Nine Books to Commemorate Black History Month

In this epic, beautifully written masterwork, author Isabel Wilkerson chronicles one of the great untold stories of American history: the decades-long migration of black citizens who fled the South for northern and western cities, in search of a better life. With stunning historical detail, Wilkerson tells this story through the lives of three unique individuals. She captures their first cross-country trips by car and train and their new lives in colonies, as well as how they changed these cities and improved them with discipline, drive, and hard work.

Sara King has nothing, save for her secrets and the baby in her belly, as she boards the bus to Memphis, hoping to outrun her past in Chicago. She is welcomed with open arms by Mama Sugar, owner of the popular boardinghouse The Scarlet Poplar. Like many cities in early 1960s America, Memphis is still segregated, but change is in the air. Across the country, people like Martin Luther King Jr. are leading the fight for equal rights. The Two Lives of Sara is an emotional and unforgettable story of hope, resilience, and unexpected love.

First published in 1952 and hailed as a masterpiece, Invisible Man is one of those rare novels that have changed the shape of American literature. For not only does Ralph Ellison’s journey across the racial divide tell unparalleled truths about the nature of bigotry and its effects on both victims and perpetrators, it gives us an entirely new model of what a novel can be. As he journeys from the Deep South to the streets and basements of Harlem, Ellison’s nameless protagonist ushers readers into a parallel universe that throws our own into harsh and even hilarious relief.

Mildred Dee Brown (1905–89) was the cofounder of Nebraska’s Omaha Star, the longest running black newspaper founded by an African American woman in the United States.
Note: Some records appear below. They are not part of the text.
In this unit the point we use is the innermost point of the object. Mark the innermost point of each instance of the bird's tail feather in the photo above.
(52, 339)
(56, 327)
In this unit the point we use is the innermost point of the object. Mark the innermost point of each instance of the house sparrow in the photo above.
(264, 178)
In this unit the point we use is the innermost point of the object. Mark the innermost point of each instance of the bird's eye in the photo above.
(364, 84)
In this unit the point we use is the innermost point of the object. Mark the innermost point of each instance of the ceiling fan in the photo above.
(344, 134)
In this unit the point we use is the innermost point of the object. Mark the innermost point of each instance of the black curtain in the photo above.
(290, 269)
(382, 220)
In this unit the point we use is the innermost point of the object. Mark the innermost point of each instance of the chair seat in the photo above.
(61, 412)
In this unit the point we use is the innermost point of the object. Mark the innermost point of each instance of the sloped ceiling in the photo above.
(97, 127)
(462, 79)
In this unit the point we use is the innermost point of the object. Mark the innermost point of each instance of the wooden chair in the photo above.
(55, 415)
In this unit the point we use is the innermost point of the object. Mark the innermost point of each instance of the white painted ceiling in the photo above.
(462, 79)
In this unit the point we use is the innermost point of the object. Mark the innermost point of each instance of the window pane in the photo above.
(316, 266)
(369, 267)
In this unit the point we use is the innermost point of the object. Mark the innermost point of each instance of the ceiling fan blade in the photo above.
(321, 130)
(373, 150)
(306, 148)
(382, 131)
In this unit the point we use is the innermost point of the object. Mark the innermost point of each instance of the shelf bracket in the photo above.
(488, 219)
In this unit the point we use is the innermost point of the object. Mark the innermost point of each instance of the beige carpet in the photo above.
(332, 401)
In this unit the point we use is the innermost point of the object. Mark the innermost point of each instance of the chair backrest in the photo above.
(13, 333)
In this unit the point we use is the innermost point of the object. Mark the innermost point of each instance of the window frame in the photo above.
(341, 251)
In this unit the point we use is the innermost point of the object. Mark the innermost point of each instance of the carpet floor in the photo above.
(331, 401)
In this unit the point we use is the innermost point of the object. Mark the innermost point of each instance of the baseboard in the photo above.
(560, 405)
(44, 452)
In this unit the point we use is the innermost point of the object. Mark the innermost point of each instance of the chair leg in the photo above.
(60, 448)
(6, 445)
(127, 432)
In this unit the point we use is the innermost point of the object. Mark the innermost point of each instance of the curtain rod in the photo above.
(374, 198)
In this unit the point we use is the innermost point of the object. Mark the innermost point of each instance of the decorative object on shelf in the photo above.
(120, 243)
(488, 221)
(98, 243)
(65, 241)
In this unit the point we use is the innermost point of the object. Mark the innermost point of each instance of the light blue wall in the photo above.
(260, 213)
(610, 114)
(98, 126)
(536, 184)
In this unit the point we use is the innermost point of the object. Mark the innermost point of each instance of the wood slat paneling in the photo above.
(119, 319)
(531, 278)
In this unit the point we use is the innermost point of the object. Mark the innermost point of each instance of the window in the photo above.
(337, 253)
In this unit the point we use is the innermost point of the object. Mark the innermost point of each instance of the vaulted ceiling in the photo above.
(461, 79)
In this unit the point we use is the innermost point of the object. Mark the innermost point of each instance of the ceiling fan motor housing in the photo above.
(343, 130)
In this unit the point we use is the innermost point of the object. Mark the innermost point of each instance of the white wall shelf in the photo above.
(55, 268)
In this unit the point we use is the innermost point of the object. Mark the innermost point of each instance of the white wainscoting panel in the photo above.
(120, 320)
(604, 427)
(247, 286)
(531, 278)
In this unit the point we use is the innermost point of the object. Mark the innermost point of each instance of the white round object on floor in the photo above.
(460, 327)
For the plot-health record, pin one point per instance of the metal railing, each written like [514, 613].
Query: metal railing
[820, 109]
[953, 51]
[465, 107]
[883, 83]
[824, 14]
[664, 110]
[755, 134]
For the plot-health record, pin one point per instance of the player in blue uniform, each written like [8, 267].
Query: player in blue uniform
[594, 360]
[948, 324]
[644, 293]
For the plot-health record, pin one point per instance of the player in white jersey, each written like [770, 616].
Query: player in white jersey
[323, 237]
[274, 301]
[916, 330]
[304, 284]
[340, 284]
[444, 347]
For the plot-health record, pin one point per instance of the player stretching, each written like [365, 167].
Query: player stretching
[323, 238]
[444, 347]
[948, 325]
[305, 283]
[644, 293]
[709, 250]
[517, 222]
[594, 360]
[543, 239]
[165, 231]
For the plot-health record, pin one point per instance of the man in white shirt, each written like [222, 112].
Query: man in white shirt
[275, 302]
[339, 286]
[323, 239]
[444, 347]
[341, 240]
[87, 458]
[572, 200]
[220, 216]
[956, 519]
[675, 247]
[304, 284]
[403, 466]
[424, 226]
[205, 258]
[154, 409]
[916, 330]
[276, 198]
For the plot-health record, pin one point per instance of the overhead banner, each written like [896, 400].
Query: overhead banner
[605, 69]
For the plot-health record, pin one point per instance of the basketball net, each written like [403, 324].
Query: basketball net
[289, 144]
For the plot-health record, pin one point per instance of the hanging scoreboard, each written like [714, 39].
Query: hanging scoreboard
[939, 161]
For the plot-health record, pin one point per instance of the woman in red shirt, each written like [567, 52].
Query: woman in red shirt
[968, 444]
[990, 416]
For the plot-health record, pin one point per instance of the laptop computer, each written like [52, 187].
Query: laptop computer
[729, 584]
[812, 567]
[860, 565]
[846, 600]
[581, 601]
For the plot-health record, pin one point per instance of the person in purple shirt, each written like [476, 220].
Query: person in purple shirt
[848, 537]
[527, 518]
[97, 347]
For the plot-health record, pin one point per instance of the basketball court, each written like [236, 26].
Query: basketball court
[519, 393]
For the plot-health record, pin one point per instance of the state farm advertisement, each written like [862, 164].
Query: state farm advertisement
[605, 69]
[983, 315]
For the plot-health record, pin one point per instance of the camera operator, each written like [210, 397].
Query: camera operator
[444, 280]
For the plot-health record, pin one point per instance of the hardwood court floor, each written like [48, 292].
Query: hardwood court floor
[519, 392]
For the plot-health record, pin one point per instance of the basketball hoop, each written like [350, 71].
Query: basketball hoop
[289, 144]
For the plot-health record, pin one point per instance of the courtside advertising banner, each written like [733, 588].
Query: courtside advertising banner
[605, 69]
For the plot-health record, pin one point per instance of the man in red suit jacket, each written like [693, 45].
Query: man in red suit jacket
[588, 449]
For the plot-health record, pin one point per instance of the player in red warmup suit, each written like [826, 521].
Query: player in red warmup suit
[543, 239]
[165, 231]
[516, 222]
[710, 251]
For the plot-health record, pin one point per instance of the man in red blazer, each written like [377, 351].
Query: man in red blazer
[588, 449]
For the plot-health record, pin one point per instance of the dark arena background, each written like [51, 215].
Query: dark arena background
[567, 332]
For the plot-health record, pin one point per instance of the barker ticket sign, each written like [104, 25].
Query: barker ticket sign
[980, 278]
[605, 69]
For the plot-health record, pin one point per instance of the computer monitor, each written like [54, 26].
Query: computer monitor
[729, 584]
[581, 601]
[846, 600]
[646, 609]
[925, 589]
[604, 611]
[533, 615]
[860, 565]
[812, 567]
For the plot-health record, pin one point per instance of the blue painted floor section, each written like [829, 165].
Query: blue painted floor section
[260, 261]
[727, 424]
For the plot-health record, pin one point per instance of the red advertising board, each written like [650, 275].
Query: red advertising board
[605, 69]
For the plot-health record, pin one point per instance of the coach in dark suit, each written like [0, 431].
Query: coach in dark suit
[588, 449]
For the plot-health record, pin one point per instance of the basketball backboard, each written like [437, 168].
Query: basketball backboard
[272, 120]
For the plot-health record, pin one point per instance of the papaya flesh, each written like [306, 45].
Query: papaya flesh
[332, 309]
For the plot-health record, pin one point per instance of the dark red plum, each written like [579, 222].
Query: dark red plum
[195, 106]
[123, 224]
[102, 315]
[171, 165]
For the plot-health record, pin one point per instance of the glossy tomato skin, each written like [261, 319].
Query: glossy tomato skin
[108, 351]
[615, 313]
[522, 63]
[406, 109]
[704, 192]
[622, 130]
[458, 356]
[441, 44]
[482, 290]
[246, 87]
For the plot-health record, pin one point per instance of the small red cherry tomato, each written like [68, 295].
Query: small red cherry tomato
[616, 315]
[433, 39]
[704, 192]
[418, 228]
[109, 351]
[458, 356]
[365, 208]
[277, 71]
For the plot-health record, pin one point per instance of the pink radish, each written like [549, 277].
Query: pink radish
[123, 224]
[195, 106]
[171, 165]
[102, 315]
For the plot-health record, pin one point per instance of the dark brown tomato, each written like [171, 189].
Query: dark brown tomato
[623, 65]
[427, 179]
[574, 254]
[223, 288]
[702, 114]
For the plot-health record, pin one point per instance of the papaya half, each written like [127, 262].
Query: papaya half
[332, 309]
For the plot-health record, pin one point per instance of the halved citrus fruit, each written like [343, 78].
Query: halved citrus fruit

Known for her trademark white carnation corsage, Brown was the matriarch of Omaha’s Near North Side and an iconic city leader. Within the context of African American and women’s history studies, Forss’s Black Print with a White Carnation examines the impact of the black press through the narrative of Brown’s life and work.

Sent by their mother to live with their devout, self-sufficient grandmother in a small Southern town, Maya and her brother, Bailey, endure the ache of abandonment. At eight years old and back at her mother’s side in St. Louis, Maya is attacked by a man many times her age—and has to live with the consequences for a lifetime. Years later, in San Francisco, Maya learns that love for herself, the kindness of others, her own strong spirit, and the ideas of great authors will allow her to be free instead of imprisoned.

Fair and long-legged, independent and articulate, Janie Crawford sets out to be her own person—no mean feat for a black woman in the ’30s. Janie’s quest for identity takes her through three marriages and into a journey back to her roots. Their Eyes Were Watching God brings to life a Southern love story with the wit and pathos found only in the writing of Zora Neale Hurston. Out of print for almost thirty years, Hurston’s classic has since its 1978 reissue become perhaps the most widely read novel in the canon of African-American literature.

Cora is a slave on a cotton plantation in Georgia. Life is hell for all the slaves, but especially bad for Cora; an outcast even among her fellow Africans, she is coming into womanhood–where even greater pain awaits. When Caesar, a recent arrival from Virginia, tells her about the Underground Railroad, they decide to take a terrifying risk and escape. Like the protagonist of Gulliver’s Travels, Cora encounters different worlds at each stage of her journey–hers is an odyssey through time as well as space.

The Vignes twin sisters will always be identical. But after growing up together in a small, southern black community and running away at age sixteen, it’s not just the shape of their daily lives that is different as adults, it’s everything: their families, their communities, their racial identities. Many years later, one sister lives with her black daughter in the same southern town she once tried to escape. The other passes for white, and her white husband knows nothing of her past. Still, even separated by so many miles and just as many lies, the fates of the twins remain intertwined.

Two half-sisters, Effia and Esi, are born into different villages in eighteenth-century Ghana. Effia is married off to an Englishman and lives in comfort in the palatial rooms of Cape Coast Castle. Unbeknownst to Effia, her sister, Esi, is imprisoned beneath her in the castle’s dungeons, sold with thousands of others into the Gold Coast’s booming slave trade, and shipped off to America, where her children and grandchildren will be raised in slavery. Yaa Gyasi’s magisterial first novel sets the fate of the individual against the obliterating movements of time.